A New DayPosted: November 5, 2008
I can’t tell tell you how happy I am today. I’m not a run- around- the- room- screaming kinda happy, I’m glowing with renewed confidence, hope and belief in myself. Last night I stayed up as late as possible to watch the unfolding election results but had to give in around 2.15am as sleep overtook me. I kept the TV on so that as soon as I opened my eyes I would know the election result. As I lay in bed and listened to the news, I didn’t leap out of bed or punch the air, I just calmly smiled and wrapped my duvet around myself a little tighter.

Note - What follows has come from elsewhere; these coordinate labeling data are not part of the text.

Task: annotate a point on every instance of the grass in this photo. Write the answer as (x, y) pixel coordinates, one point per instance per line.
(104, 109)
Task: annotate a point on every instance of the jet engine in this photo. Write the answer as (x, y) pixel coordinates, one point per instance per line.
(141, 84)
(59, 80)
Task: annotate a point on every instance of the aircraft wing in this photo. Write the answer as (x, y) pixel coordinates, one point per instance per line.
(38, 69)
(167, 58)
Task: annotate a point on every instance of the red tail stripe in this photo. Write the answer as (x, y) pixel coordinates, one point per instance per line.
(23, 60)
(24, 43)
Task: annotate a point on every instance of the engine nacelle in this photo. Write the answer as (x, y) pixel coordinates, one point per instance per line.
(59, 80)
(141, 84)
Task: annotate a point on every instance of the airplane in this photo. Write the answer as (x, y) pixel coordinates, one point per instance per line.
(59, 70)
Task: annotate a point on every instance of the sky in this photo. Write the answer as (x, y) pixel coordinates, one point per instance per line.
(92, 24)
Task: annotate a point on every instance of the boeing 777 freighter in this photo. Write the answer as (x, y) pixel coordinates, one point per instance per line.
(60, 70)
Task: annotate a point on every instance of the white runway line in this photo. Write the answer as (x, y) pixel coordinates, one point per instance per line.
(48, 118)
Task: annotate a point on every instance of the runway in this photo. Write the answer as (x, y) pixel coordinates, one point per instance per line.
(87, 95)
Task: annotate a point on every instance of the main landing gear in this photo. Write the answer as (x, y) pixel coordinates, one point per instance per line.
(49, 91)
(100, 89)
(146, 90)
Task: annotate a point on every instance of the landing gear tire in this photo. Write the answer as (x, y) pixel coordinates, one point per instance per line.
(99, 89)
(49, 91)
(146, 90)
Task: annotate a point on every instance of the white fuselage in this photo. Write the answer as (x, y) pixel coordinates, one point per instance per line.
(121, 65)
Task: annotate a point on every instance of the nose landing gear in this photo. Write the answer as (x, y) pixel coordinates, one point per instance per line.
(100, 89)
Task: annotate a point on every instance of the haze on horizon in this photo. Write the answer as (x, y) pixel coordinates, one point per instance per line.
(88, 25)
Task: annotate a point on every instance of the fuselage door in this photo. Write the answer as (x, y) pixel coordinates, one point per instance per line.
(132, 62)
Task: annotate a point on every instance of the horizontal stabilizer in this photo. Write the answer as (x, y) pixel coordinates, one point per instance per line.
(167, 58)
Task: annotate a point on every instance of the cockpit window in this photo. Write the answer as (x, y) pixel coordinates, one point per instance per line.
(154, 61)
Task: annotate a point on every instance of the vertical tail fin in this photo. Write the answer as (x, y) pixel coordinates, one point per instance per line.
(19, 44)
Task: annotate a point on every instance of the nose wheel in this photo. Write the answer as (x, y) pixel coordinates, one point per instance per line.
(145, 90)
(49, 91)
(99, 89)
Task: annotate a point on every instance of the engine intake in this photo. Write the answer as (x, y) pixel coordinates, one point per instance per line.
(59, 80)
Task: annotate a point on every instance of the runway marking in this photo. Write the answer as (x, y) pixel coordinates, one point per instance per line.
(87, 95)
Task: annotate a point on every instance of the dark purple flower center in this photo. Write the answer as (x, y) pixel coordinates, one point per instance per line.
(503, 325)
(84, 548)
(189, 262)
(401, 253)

12 hours later I’m still in that euphoric zone. I can’t even express to you properly what Barack Obama’s election win means to me, but I know I don’t even have to because I know it means a similar thing to millions of people. I saw footage of Rev Jesse Jackson weeping this morning and I laughed through my own tears as the way he had his finger on his lips, looking around and silently crying made him look like a child lost in a busy shopping mall. I sat and watched the news long after I should have already left for work, still crying and messing up the Maybelline.
President Obama says that today should give you a newfound faith if your belief in the American Dream had faltered. I don’t know about the American Dream, but my own hopes, dreams and aspirations seem much more achievable now on this new day, and I hope yours do too.